The latest proposed changes to the Forests Act makes the Bracks Government less accountable and less obliged to consider biodiversity.
A new Bill is ready to be passed that will set up an arm of DSE called Vicforests to manage the commercial side of logging. Premier Bracks made a pre-election promise that the Department of Sustainability and Environment (DSE) would be more financially accountable. This Bill hampers accountability.
NO FORESTS NO FUTURE
Some of the Bracks Government’s promises in the Our Forests Our Future policy document included:
- Introducing ecologically sustainable logging;
- public accountability and transparency in the management of our forests;
- and complying with Competition Policy (this should see public forests no longer being sold for peanuts, which made it impossible for plantation growers to compete).

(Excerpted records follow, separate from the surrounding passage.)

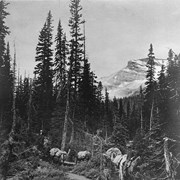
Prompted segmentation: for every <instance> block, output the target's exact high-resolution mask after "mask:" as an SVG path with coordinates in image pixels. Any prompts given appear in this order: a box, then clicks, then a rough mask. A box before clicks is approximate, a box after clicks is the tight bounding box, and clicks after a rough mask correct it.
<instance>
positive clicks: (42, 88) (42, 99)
mask: <svg viewBox="0 0 180 180" xmlns="http://www.w3.org/2000/svg"><path fill="white" fill-rule="evenodd" d="M52 30H53V27H52V15H51V11H49V13H48V16H47V19H46V22H45V24H44V26H43V28H42V30H41V32H40V35H39V42H38V45H37V48H36V62H37V65H36V67H35V71H34V73H35V74H36V83H35V86H36V87H35V88H36V93H37V97H36V99H37V105H38V109H37V111H38V116H37V121H38V122H37V129H36V130H38V131H39V130H40V129H42V130H44V131H45V132H47V131H49V127H50V117H51V111H52V95H53V69H52V68H53V57H52V56H53V50H52V44H53V43H52Z"/></svg>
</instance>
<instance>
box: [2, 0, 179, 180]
mask: <svg viewBox="0 0 180 180" xmlns="http://www.w3.org/2000/svg"><path fill="white" fill-rule="evenodd" d="M8 5H9V4H8V3H7V2H6V1H5V0H1V1H0V179H4V180H6V179H11V180H13V178H14V179H15V178H16V179H19V180H20V179H22V180H26V179H27V180H29V179H38V180H40V179H50V180H51V179H52V180H55V179H67V178H68V177H67V174H68V173H69V171H70V170H71V172H73V173H75V174H81V175H83V176H86V177H88V178H90V179H97V180H98V179H99V180H100V179H102V180H103V179H106V180H108V179H112V180H115V179H119V180H123V179H125V180H126V179H127V180H131V179H137V180H150V179H151V180H152V179H154V180H155V179H157V180H159V179H168V180H175V179H179V178H180V55H178V54H176V53H174V52H173V50H172V49H170V50H169V52H167V59H166V61H167V62H168V63H167V64H168V65H167V67H166V66H164V65H162V67H161V70H160V72H159V74H158V78H156V77H155V61H154V59H155V54H154V49H153V45H152V44H150V46H149V47H147V54H146V56H147V58H148V62H147V65H146V66H147V74H146V82H145V88H142V87H140V88H139V92H138V93H136V94H134V95H133V96H129V97H124V98H116V97H114V99H113V100H112V99H110V98H109V94H108V90H107V89H106V88H105V87H103V84H102V83H101V82H100V81H98V80H97V76H96V74H95V73H94V72H93V70H92V69H91V64H90V59H89V58H88V55H87V53H86V39H88V37H86V34H85V20H84V18H83V14H82V6H81V1H80V0H70V2H69V10H70V14H71V16H70V17H69V22H68V26H69V28H70V32H65V31H64V29H63V26H62V23H61V19H60V20H59V23H58V24H53V14H52V13H51V11H49V12H47V17H45V18H44V25H43V27H42V29H41V30H40V32H39V34H38V40H37V42H38V43H37V45H36V46H35V47H34V48H35V49H36V56H35V58H34V60H33V61H35V62H36V66H35V67H34V72H33V76H32V77H30V76H29V75H21V74H19V73H18V69H17V65H16V64H17V61H18V59H17V58H16V54H17V53H18V52H16V49H15V45H11V46H14V49H13V50H11V49H10V47H11V46H10V44H9V42H7V41H6V37H7V36H8V35H11V34H10V33H11V28H10V27H7V25H6V18H7V16H11V14H10V12H9V11H8ZM53 32H55V33H56V36H55V37H54V36H53ZM67 34H68V35H67ZM12 51H14V53H13V54H11V52H12ZM53 148H58V149H59V151H60V152H64V153H65V162H66V161H67V162H71V164H68V163H67V164H66V163H65V162H64V159H63V158H64V156H62V155H61V156H60V157H59V156H58V155H57V154H54V155H53V157H51V154H50V151H51V149H53ZM110 148H118V149H119V150H120V152H121V155H120V153H119V154H118V155H119V156H121V157H124V158H125V160H124V161H123V160H122V158H120V159H119V161H117V163H116V162H115V161H114V159H113V160H112V157H111V155H112V154H110V156H109V157H108V156H105V155H104V154H106V152H107V150H108V149H110ZM80 151H84V152H85V151H88V152H90V154H91V157H90V158H89V159H88V161H81V162H78V163H76V161H77V160H78V158H79V157H78V152H80ZM116 155H117V154H116ZM56 156H58V157H56ZM62 159H63V162H62ZM135 160H136V161H135Z"/></svg>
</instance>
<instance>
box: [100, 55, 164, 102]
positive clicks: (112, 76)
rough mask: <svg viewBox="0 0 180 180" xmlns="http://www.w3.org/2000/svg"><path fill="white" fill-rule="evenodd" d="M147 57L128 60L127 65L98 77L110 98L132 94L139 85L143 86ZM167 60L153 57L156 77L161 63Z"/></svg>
mask: <svg viewBox="0 0 180 180" xmlns="http://www.w3.org/2000/svg"><path fill="white" fill-rule="evenodd" d="M147 61H148V58H144V59H137V60H130V61H129V62H128V64H127V66H126V67H125V68H123V69H121V70H120V71H118V72H116V73H114V74H112V75H110V76H106V77H102V78H100V81H102V84H103V86H104V87H107V89H108V92H109V96H110V98H111V99H112V98H113V97H114V96H116V97H126V96H130V95H132V94H134V93H135V92H136V91H138V90H139V88H140V86H143V87H144V86H145V85H144V83H145V81H146V71H147V67H146V64H147ZM166 63H167V61H166V60H163V59H155V67H156V77H157V75H158V73H159V71H160V69H161V66H162V64H165V65H166Z"/></svg>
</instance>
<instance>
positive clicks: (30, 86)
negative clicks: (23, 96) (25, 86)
mask: <svg viewBox="0 0 180 180" xmlns="http://www.w3.org/2000/svg"><path fill="white" fill-rule="evenodd" d="M29 83H30V85H29V100H28V119H27V122H28V125H27V130H28V132H29V131H30V128H31V105H32V80H31V79H30V82H29Z"/></svg>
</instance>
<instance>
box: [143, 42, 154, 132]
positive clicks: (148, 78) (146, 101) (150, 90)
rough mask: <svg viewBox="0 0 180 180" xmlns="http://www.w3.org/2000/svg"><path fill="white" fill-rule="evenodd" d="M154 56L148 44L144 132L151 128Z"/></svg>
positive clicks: (145, 97)
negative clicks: (144, 126)
mask: <svg viewBox="0 0 180 180" xmlns="http://www.w3.org/2000/svg"><path fill="white" fill-rule="evenodd" d="M154 59H155V56H154V53H153V46H152V44H150V49H149V54H148V62H147V74H146V79H147V81H146V82H145V85H146V88H145V102H144V117H145V121H146V122H147V123H146V126H147V127H146V130H149V129H151V126H152V118H153V117H152V115H153V113H152V112H153V109H154V103H155V84H156V83H155V62H154Z"/></svg>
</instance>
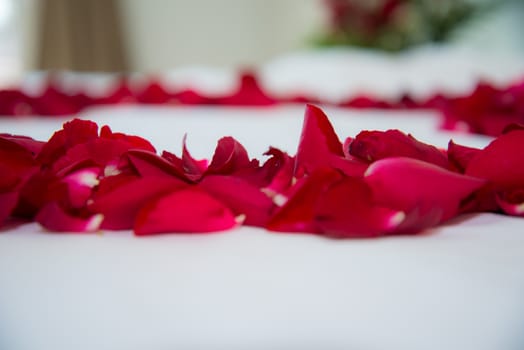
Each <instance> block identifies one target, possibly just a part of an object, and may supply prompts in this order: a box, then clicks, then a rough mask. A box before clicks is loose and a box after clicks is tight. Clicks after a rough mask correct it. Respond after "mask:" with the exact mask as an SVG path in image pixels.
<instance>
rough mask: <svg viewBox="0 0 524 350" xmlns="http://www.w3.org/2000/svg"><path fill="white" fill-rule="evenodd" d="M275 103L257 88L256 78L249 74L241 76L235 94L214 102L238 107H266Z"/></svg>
mask: <svg viewBox="0 0 524 350" xmlns="http://www.w3.org/2000/svg"><path fill="white" fill-rule="evenodd" d="M276 102H277V101H276V100H275V99H274V98H272V97H270V96H268V95H267V93H266V92H265V91H264V90H263V89H262V88H261V87H260V86H259V83H258V81H257V79H256V77H255V76H254V75H253V74H252V73H250V72H246V73H244V74H243V75H242V76H241V78H240V87H239V88H238V90H237V91H236V92H235V93H233V94H232V95H231V96H225V97H222V98H219V99H217V100H216V103H218V104H223V105H238V106H267V105H272V104H274V103H276Z"/></svg>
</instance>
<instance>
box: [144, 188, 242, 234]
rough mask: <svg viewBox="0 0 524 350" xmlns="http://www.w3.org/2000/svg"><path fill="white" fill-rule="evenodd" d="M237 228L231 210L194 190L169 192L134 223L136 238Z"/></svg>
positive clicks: (213, 231) (205, 195) (191, 188)
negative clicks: (153, 235)
mask: <svg viewBox="0 0 524 350" xmlns="http://www.w3.org/2000/svg"><path fill="white" fill-rule="evenodd" d="M236 225H237V221H236V219H235V215H234V214H233V213H232V212H231V210H230V209H229V208H228V207H226V206H225V205H223V204H222V203H220V202H219V201H218V200H216V199H214V198H213V197H211V196H210V195H208V194H207V193H205V192H203V191H202V190H200V189H197V188H187V189H183V190H179V191H175V192H172V193H169V194H167V195H165V196H163V197H161V198H159V199H157V200H154V201H152V202H150V203H148V204H147V205H146V206H145V207H143V208H142V209H141V210H140V212H139V213H138V216H137V218H136V221H135V226H134V231H135V234H136V235H138V236H144V235H150V234H156V233H182V232H187V233H197V232H200V233H204V232H216V231H223V230H227V229H231V228H233V227H235V226H236Z"/></svg>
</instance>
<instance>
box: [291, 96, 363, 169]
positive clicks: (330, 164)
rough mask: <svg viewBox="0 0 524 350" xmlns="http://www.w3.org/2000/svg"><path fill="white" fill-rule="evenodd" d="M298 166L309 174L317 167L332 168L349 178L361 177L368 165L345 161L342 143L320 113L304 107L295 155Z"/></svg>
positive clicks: (350, 159) (328, 121) (351, 159)
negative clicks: (300, 127) (304, 108)
mask: <svg viewBox="0 0 524 350" xmlns="http://www.w3.org/2000/svg"><path fill="white" fill-rule="evenodd" d="M296 164H297V167H302V168H304V169H305V170H306V171H307V172H312V171H314V170H315V169H316V168H319V167H333V168H337V169H339V170H341V171H342V172H344V173H345V174H346V175H349V176H360V175H362V174H363V173H364V171H365V169H366V167H367V164H364V163H363V162H360V161H357V160H353V159H345V158H344V152H343V150H342V144H341V143H340V140H339V139H338V136H337V135H336V134H335V130H334V129H333V126H332V125H331V123H330V122H329V120H328V118H327V116H326V115H325V114H324V112H322V110H321V109H320V108H318V107H315V106H313V105H307V106H306V112H305V115H304V123H303V126H302V134H301V136H300V142H299V145H298V150H297V154H296Z"/></svg>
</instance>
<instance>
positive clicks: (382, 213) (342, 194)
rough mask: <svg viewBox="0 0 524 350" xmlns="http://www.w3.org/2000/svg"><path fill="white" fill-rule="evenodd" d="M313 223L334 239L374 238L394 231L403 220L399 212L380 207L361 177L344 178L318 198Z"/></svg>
mask: <svg viewBox="0 0 524 350" xmlns="http://www.w3.org/2000/svg"><path fill="white" fill-rule="evenodd" d="M316 208H317V209H316V213H315V223H316V226H317V227H319V228H320V230H321V231H322V234H323V235H326V236H330V237H336V238H350V237H351V238H356V237H377V236H383V235H386V234H387V233H388V232H392V231H394V230H395V229H396V228H397V227H398V226H399V225H400V224H401V223H402V222H403V220H404V218H405V214H404V212H402V211H398V210H392V209H389V208H385V207H381V206H379V205H377V204H375V203H374V202H373V193H372V191H371V189H370V188H369V187H368V185H367V184H366V183H365V182H364V181H363V180H362V179H360V178H351V177H347V178H344V179H342V180H340V181H338V182H336V183H334V184H332V185H331V186H330V187H329V188H328V189H327V190H326V191H325V193H324V194H323V195H322V196H321V197H320V198H319V200H318V203H317V205H316Z"/></svg>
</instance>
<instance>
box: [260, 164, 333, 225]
mask: <svg viewBox="0 0 524 350" xmlns="http://www.w3.org/2000/svg"><path fill="white" fill-rule="evenodd" d="M341 178H342V175H341V174H340V173H339V172H338V171H336V170H334V169H331V168H318V169H316V170H315V171H314V172H312V173H311V174H310V175H309V176H308V177H306V178H304V179H303V181H302V182H300V183H297V184H296V185H295V191H294V193H293V195H292V196H291V197H290V198H289V199H288V201H287V202H286V203H285V204H284V205H283V206H282V207H281V208H280V209H279V210H278V211H276V212H275V214H274V215H273V217H272V218H271V220H270V221H269V222H268V224H267V225H266V228H267V229H269V230H272V231H285V232H310V233H321V232H322V229H321V228H320V227H318V225H317V222H316V221H315V217H316V216H317V213H316V208H317V203H318V201H319V200H320V198H321V197H322V196H323V195H324V193H325V192H326V191H327V189H328V188H329V187H330V186H331V185H332V184H333V183H335V182H337V181H340V179H341Z"/></svg>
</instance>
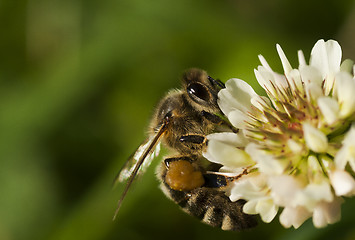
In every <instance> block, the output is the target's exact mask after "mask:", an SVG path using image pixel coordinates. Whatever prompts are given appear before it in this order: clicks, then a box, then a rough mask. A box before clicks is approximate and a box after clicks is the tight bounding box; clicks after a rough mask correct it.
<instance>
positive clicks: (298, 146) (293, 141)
mask: <svg viewBox="0 0 355 240" xmlns="http://www.w3.org/2000/svg"><path fill="white" fill-rule="evenodd" d="M287 147H289V148H290V150H291V151H292V152H293V153H294V154H301V153H302V152H303V144H300V143H299V142H298V141H295V140H293V139H289V140H287Z"/></svg>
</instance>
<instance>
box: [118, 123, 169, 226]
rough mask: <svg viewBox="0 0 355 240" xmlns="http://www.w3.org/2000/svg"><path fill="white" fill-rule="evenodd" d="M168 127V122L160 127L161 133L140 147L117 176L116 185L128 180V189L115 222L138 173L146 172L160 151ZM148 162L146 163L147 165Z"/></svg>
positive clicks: (126, 191)
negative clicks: (127, 192)
mask: <svg viewBox="0 0 355 240" xmlns="http://www.w3.org/2000/svg"><path fill="white" fill-rule="evenodd" d="M167 126H168V123H167V122H164V123H163V125H162V126H161V127H160V129H159V131H158V132H157V133H156V134H155V135H154V136H152V137H150V138H148V141H147V142H146V143H143V144H142V145H141V146H139V147H138V149H137V151H136V152H135V153H134V154H133V157H132V158H129V160H128V161H127V162H126V163H125V165H124V166H123V168H122V170H121V171H120V173H119V174H118V175H117V177H116V179H115V181H114V185H115V184H116V183H117V182H121V181H125V180H127V183H126V187H125V189H124V190H123V193H122V195H121V198H120V199H119V201H118V204H117V208H116V212H115V215H114V216H113V220H115V218H116V216H117V213H118V211H119V209H120V207H121V204H122V201H123V199H124V198H125V196H126V194H127V192H128V190H129V188H130V186H131V184H132V182H133V180H134V179H135V177H136V176H137V174H138V172H141V173H142V172H144V170H146V168H147V167H148V166H149V165H150V163H151V162H152V160H153V158H154V156H156V155H157V154H158V153H157V152H159V150H160V141H159V140H160V138H161V137H162V136H163V134H164V133H165V131H166V128H167ZM145 162H146V163H145Z"/></svg>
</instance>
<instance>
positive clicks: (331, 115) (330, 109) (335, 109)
mask: <svg viewBox="0 0 355 240" xmlns="http://www.w3.org/2000/svg"><path fill="white" fill-rule="evenodd" d="M317 102H318V106H319V108H320V111H321V112H322V114H323V117H324V119H325V121H326V122H327V123H328V124H329V125H331V124H333V123H334V122H335V121H337V120H338V117H339V105H338V102H337V101H336V100H335V99H333V98H331V97H320V98H318V100H317Z"/></svg>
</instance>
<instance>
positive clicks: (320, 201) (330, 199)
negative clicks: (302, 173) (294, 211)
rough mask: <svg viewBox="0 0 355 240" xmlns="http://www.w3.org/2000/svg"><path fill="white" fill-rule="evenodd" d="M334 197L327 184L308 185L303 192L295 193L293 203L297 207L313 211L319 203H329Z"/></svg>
mask: <svg viewBox="0 0 355 240" xmlns="http://www.w3.org/2000/svg"><path fill="white" fill-rule="evenodd" d="M333 199H334V196H333V193H332V190H331V187H330V185H329V183H328V182H326V181H323V182H321V183H310V184H308V185H307V186H306V187H305V188H304V190H303V191H299V192H298V193H297V196H296V199H295V202H297V205H299V206H303V207H305V208H306V209H307V210H308V211H310V212H311V211H313V209H314V207H315V206H316V205H317V204H319V202H322V201H325V202H331V201H333Z"/></svg>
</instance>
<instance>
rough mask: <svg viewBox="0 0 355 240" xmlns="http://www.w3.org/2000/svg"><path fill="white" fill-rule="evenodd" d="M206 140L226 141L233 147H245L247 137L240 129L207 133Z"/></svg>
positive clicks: (225, 142)
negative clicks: (224, 131) (220, 131)
mask: <svg viewBox="0 0 355 240" xmlns="http://www.w3.org/2000/svg"><path fill="white" fill-rule="evenodd" d="M207 139H208V140H218V141H220V142H222V143H226V144H228V145H231V146H235V147H245V146H246V145H247V144H248V142H249V141H248V139H247V138H246V137H245V136H244V134H243V133H242V132H241V131H240V132H238V133H232V132H221V133H213V134H209V135H207Z"/></svg>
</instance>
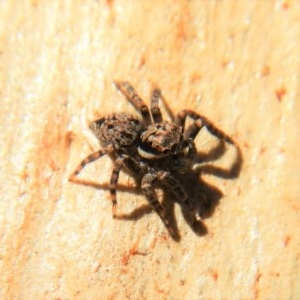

Technically, there is no time frame under which the government has to implement sustainability criteria – it could be within the next 20 years. That knocks out their first point.
There is nothing in the Bill that will allow for community consultation over areas to be logged. Once an agreement has been drawn up with logging interests it will be a commercial-in-confidence agreement that no one can access even under FOI. That knocks out the second accountability point.
The Bill might only partly implement the third point, but it leaves the way open for a continuation of the massive public subsidy we’ve been exposing for years.
Vicforests will choose which forests will be logged but this will be in the absence of an ecologically sustainable forest management system (ESFMS). Under the RFAs, the Bracks Government agreed to develop sustainability indicators and ESFMS.
Even if some sort of sustainability system is developed, there will be no direct obligation for Vicforests to comply with it. Given Vicforests’ commercial objectives to make profits, this is a huge concern.
The other fear is that the Bill does not ensure that Vicforests will recover the full cost of logging. It will bring in a system whereby licence holders will bid for logs. This will push smaller players out of the field and open the door for price fixing between the larger mills. There would be no minimum price for logs on offer.
There was a huge opportunity here to make forest management comply with biodiversity protection and other environmental laws. It could also have resolved the issue of clearfelling old growth and other heritage forests. However it has written another vague and unenforceable piece of legislation.
The Bill also makes other amendments to the Forests Act 1958 and the Conservation Forests and Lands Act 1987. One is a change of wording for charging protesters. It has been common to win appeals after people have been charged with “Obstruct lawful logging operation”. The wording has now been changed to “Obstruct approved logging operation”. This is an admission that very few of their approved logging operations are in fact lawful!